A few weeks ago I came across an issue involving a Workflow Join Activity and some confusion around what it does and how it works. There is a little bit of documentation on the wiki but it still left some questions unanswered.
The purpose of the Join Activity is to combine two or more paths of execution after they have branched out. This serves the purpose of ensuring that subsequent activities will not get run multiple times with unexpected results.
A Join activity will always wait for all active paths of execution to reach it before proceeding.
The difference between the Complete and Incomplete outputs comes down to whether or not all possible paths of execution have completed. For example, if there is a split to have two simultaneous tasks on parallel paths then after both tasks have completed the Join will finish with Complete.
To contrast that, when there is an if statement, only one path will ever actually get executed so the Join will always exit as Incomplete.
Hopefully that clarifies things a bit for you; it certainly helped me to review how it worked.
The statement “A Join activity will always wait for all active paths of execution to reach it before proceeding” is not entirely true. In fact, a Join activity will also wait for all active activities to complete as well, even if they are not in the actual branch-join path.
This was a head scratcher for us a few months back, so I thought I would share so others are aware.
I’m not sure I quite follow what you’re getting at. I’ve had paths that went around Joins and the Join waits only for those activities that have transitions that lead into it.

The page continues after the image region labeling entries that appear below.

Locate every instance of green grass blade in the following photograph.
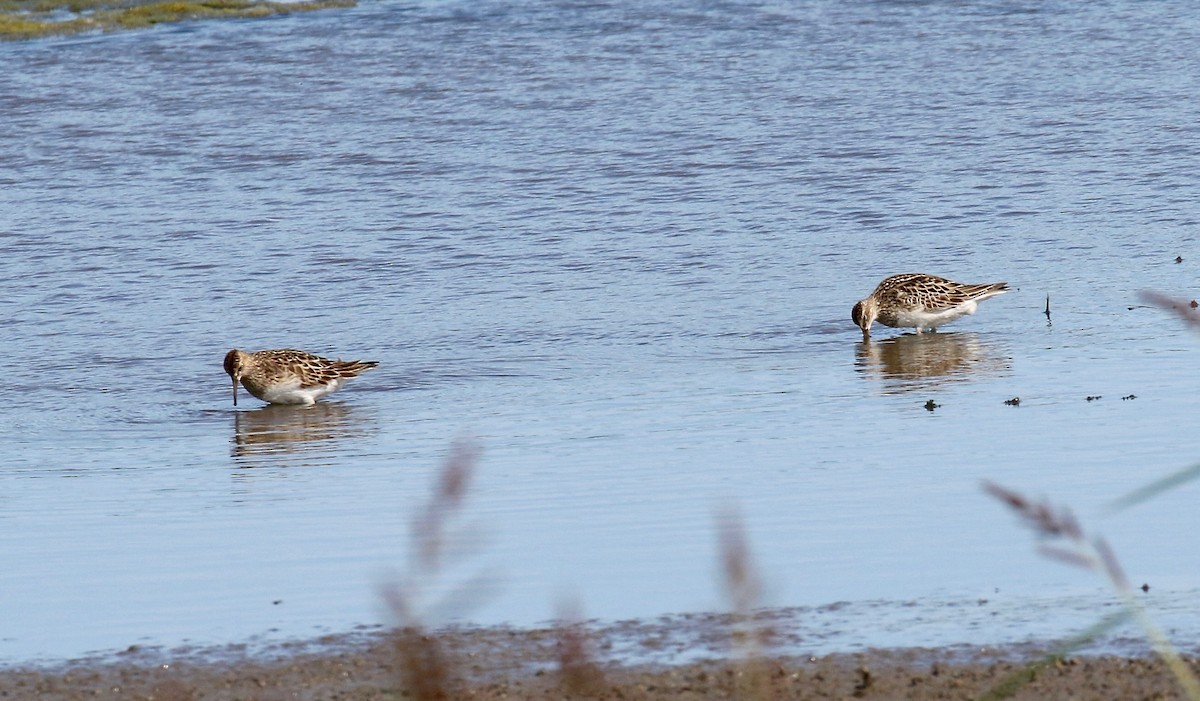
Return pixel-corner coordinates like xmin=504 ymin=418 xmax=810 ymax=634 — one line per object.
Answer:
xmin=1104 ymin=463 xmax=1200 ymax=514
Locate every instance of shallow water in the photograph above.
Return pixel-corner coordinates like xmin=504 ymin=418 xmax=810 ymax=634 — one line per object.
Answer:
xmin=0 ymin=0 xmax=1200 ymax=660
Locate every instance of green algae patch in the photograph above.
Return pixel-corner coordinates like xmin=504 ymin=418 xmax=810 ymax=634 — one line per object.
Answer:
xmin=0 ymin=0 xmax=356 ymax=40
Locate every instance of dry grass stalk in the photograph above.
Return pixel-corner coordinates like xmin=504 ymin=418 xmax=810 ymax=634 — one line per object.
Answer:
xmin=718 ymin=510 xmax=774 ymax=701
xmin=383 ymin=443 xmax=479 ymax=701
xmin=984 ymin=481 xmax=1200 ymax=701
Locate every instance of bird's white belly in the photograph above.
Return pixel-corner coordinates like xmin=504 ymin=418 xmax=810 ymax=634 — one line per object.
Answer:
xmin=258 ymin=379 xmax=342 ymax=405
xmin=895 ymin=301 xmax=979 ymax=329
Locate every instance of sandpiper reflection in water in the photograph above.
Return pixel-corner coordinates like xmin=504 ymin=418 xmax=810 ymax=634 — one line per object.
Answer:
xmin=854 ymin=332 xmax=1010 ymax=391
xmin=232 ymin=402 xmax=370 ymax=467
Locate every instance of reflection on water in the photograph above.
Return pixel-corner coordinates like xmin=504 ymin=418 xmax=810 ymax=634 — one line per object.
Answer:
xmin=232 ymin=402 xmax=368 ymax=467
xmin=854 ymin=332 xmax=1010 ymax=393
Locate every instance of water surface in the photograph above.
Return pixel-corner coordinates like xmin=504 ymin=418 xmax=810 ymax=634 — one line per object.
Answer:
xmin=0 ymin=0 xmax=1200 ymax=660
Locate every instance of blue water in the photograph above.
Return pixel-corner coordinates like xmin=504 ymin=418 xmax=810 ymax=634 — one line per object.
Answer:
xmin=0 ymin=0 xmax=1200 ymax=661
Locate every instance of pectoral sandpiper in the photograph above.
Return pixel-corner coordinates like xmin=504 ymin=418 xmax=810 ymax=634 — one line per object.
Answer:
xmin=850 ymin=272 xmax=1008 ymax=338
xmin=224 ymin=348 xmax=379 ymax=406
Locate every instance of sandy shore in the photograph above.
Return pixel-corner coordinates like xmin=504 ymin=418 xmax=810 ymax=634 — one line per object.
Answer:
xmin=0 ymin=618 xmax=1195 ymax=701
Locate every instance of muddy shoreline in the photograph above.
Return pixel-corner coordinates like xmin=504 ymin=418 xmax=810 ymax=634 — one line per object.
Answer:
xmin=0 ymin=616 xmax=1196 ymax=701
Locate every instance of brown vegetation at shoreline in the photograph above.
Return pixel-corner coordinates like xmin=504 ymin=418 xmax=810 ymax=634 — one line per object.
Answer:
xmin=0 ymin=0 xmax=356 ymax=40
xmin=0 ymin=629 xmax=1196 ymax=701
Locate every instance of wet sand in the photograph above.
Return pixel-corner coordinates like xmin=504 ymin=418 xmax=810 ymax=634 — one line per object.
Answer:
xmin=0 ymin=617 xmax=1195 ymax=701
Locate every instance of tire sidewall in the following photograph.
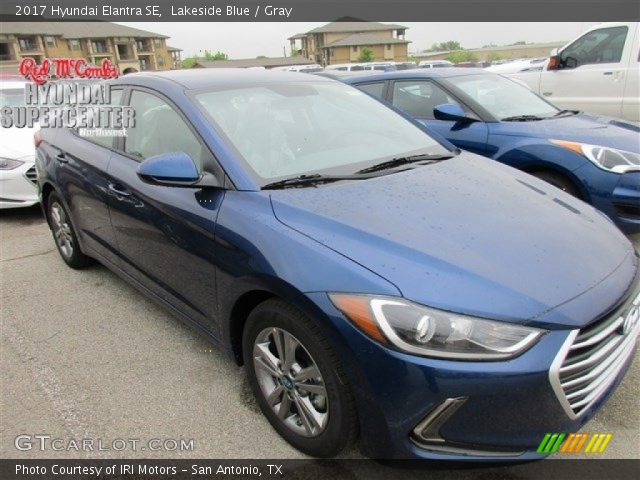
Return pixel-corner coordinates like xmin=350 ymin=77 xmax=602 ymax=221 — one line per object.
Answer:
xmin=47 ymin=192 xmax=88 ymax=268
xmin=243 ymin=301 xmax=355 ymax=457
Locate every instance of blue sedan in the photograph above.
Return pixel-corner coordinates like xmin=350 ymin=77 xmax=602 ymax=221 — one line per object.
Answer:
xmin=36 ymin=69 xmax=640 ymax=461
xmin=344 ymin=68 xmax=640 ymax=233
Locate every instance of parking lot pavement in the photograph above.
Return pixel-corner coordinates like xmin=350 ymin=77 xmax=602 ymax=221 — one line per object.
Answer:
xmin=0 ymin=205 xmax=640 ymax=458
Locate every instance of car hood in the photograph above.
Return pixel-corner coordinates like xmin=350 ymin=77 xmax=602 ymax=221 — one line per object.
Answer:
xmin=488 ymin=114 xmax=640 ymax=152
xmin=271 ymin=156 xmax=636 ymax=325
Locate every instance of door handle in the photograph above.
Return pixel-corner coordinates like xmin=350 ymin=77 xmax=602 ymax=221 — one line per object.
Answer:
xmin=108 ymin=183 xmax=131 ymax=197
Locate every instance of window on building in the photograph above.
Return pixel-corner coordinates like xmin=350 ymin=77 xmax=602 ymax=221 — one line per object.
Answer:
xmin=560 ymin=27 xmax=628 ymax=68
xmin=124 ymin=90 xmax=205 ymax=169
xmin=392 ymin=80 xmax=458 ymax=119
xmin=91 ymin=40 xmax=109 ymax=53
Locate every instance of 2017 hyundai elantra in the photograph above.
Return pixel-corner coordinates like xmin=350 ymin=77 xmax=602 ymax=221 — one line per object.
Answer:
xmin=36 ymin=69 xmax=640 ymax=460
xmin=342 ymin=68 xmax=640 ymax=233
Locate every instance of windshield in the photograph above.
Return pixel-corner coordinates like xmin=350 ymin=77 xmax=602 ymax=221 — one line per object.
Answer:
xmin=194 ymin=81 xmax=449 ymax=186
xmin=447 ymin=74 xmax=558 ymax=120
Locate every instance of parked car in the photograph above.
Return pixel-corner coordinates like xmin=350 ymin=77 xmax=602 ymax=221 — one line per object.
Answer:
xmin=418 ymin=60 xmax=453 ymax=68
xmin=272 ymin=63 xmax=324 ymax=73
xmin=36 ymin=69 xmax=640 ymax=461
xmin=343 ymin=69 xmax=640 ymax=233
xmin=513 ymin=22 xmax=640 ymax=122
xmin=486 ymin=57 xmax=547 ymax=75
xmin=0 ymin=78 xmax=38 ymax=209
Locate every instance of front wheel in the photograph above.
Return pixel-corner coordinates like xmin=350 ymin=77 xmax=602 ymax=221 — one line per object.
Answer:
xmin=243 ymin=299 xmax=357 ymax=457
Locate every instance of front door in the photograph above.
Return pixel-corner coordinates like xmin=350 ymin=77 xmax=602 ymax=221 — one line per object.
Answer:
xmin=109 ymin=89 xmax=224 ymax=334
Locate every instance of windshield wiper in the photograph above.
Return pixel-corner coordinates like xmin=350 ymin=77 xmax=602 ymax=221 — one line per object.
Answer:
xmin=356 ymin=154 xmax=457 ymax=175
xmin=262 ymin=173 xmax=368 ymax=190
xmin=553 ymin=110 xmax=580 ymax=117
xmin=501 ymin=115 xmax=544 ymax=122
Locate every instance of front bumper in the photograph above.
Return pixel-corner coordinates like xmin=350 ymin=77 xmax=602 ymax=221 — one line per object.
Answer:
xmin=0 ymin=159 xmax=39 ymax=209
xmin=309 ymin=294 xmax=637 ymax=462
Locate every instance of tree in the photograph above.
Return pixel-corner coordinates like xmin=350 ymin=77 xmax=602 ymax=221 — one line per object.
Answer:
xmin=204 ymin=50 xmax=229 ymax=62
xmin=358 ymin=47 xmax=373 ymax=62
xmin=446 ymin=50 xmax=478 ymax=63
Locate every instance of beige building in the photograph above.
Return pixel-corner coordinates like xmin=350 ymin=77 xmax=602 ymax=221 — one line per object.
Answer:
xmin=0 ymin=22 xmax=180 ymax=73
xmin=288 ymin=22 xmax=410 ymax=65
xmin=414 ymin=42 xmax=566 ymax=62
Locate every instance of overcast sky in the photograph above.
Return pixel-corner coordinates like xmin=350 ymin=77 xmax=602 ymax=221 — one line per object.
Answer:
xmin=123 ymin=22 xmax=594 ymax=58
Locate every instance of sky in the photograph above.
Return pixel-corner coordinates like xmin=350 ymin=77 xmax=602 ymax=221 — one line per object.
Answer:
xmin=120 ymin=22 xmax=595 ymax=58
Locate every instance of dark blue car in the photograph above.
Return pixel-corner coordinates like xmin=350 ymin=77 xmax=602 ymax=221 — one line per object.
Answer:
xmin=36 ymin=69 xmax=640 ymax=461
xmin=344 ymin=68 xmax=640 ymax=233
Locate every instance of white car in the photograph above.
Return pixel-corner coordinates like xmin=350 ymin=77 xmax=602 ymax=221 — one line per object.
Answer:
xmin=508 ymin=22 xmax=640 ymax=122
xmin=0 ymin=79 xmax=38 ymax=208
xmin=418 ymin=60 xmax=454 ymax=68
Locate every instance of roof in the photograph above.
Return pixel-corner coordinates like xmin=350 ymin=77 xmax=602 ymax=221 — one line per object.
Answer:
xmin=415 ymin=42 xmax=567 ymax=58
xmin=307 ymin=21 xmax=407 ymax=34
xmin=109 ymin=68 xmax=335 ymax=91
xmin=341 ymin=67 xmax=484 ymax=83
xmin=322 ymin=33 xmax=410 ymax=48
xmin=1 ymin=22 xmax=169 ymax=38
xmin=196 ymin=56 xmax=314 ymax=68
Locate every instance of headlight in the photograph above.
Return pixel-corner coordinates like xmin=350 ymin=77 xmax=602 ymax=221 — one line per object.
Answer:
xmin=0 ymin=157 xmax=24 ymax=170
xmin=551 ymin=140 xmax=640 ymax=173
xmin=329 ymin=293 xmax=545 ymax=360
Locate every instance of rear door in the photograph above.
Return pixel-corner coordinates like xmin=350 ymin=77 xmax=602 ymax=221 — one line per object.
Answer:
xmin=109 ymin=87 xmax=224 ymax=334
xmin=540 ymin=25 xmax=634 ymax=117
xmin=387 ymin=79 xmax=491 ymax=156
xmin=52 ymin=88 xmax=124 ymax=263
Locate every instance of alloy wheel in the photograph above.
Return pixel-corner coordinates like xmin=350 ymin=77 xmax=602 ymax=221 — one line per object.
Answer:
xmin=253 ymin=327 xmax=329 ymax=437
xmin=50 ymin=202 xmax=73 ymax=259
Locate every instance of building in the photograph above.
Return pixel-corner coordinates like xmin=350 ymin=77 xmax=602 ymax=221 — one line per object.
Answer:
xmin=414 ymin=42 xmax=566 ymax=62
xmin=193 ymin=55 xmax=313 ymax=69
xmin=0 ymin=22 xmax=180 ymax=73
xmin=288 ymin=22 xmax=410 ymax=65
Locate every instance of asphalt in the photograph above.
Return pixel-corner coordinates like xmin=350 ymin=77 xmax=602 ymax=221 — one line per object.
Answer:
xmin=0 ymin=208 xmax=640 ymax=464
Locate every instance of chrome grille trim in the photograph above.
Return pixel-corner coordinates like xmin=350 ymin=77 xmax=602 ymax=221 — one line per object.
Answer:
xmin=549 ymin=293 xmax=640 ymax=419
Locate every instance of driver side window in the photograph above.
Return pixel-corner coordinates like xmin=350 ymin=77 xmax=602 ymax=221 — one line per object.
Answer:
xmin=124 ymin=90 xmax=204 ymax=171
xmin=560 ymin=27 xmax=628 ymax=68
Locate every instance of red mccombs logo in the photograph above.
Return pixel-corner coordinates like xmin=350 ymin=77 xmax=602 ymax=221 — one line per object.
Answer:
xmin=19 ymin=57 xmax=120 ymax=85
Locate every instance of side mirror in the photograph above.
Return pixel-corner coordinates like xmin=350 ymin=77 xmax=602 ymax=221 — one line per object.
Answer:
xmin=136 ymin=152 xmax=220 ymax=187
xmin=547 ymin=55 xmax=560 ymax=70
xmin=433 ymin=103 xmax=475 ymax=122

That’s a very powerful concept, I like that a lot! you can set up some very complex workflows with that. that’s for sharing James.
Cheers Martin
So in the case of an if statement with two POTENTIAL paths before the join, will the join return Incomplete after all active paths have terminated? I ask because I have a stakeholder that wants to manually launch 1 – 5 tasks at the end of a workflow. I only want to end the workflow when all of the 1-5 tasks are closed, but the number will never be consistent.
Yes, that’s exactly how it works. With the scenario of 1-5 paths, if there are 5 total potential paths and all 5 get executed then the Join would exit as Complete after they were all done. If 1-4 paths are executed then when all the activities that needed to run have completed the Join will exit as Incomplete.
In almost all cases you’re going to want to have both output lines going into the same activity afterwards. The only reason they would go to separate activities is if you wanted to differentiate between some or all of the potential paths of execution.
There are other options than a Join activity that may work better for you in the case you’ve quoted. If the client is manually adding tasks to a workflow, you can use a Wait for Condition activity to wait until all tasks are completed before moving onto the next step. If you go this route you’ll also need to accompany it with a business rule on the table against which the workflow is running. The Wiki has a useful example of how to configure both the Wait for Condition activity and the business rule:
http://wiki.servicenow.com/index.php?title=Condition_Activities#Wait_for_condition
Go to section 4.4 of this article for all the details.
What confused me about Join seems to be a result of the definition of “path”. I assumed that the reason for Branch was to define the paths which one way or another must meet at the Join that is waiting for their completion. Now, the examples above don’t use Branch. But they explain Join as waiting for all paths to complete. I think that pins down the problem I have been having.
My moderately complex workflow that has a 3-way Branch, and some branches have If alternatives and conditional tasks, so that by the time the Join is reached there are 9 possible paths into the Join. Needless to say it always exits Incomplete. Not the behavior I expected, as every one of the 3 branching paths DID complete! But of course, both alternatives of every If NEVER complete.
Understanding this, I’ll send the Complete and Incomplete paths out of Joins to the same place from now on. However, that raises a question: If the Join gets 3 of the 9 inputs and correctly moves forward via the Incomplete path, is there a chance that it will sometimes incorrectly move forward with only 1 or 2 of the 9 inputs??
Right, the Branch activity doesn’t actually do anything different than just having the paths go out to multiple activities from any other activity.
There isn’t any way for it to move on from the Join if there are still active paths leading up to it.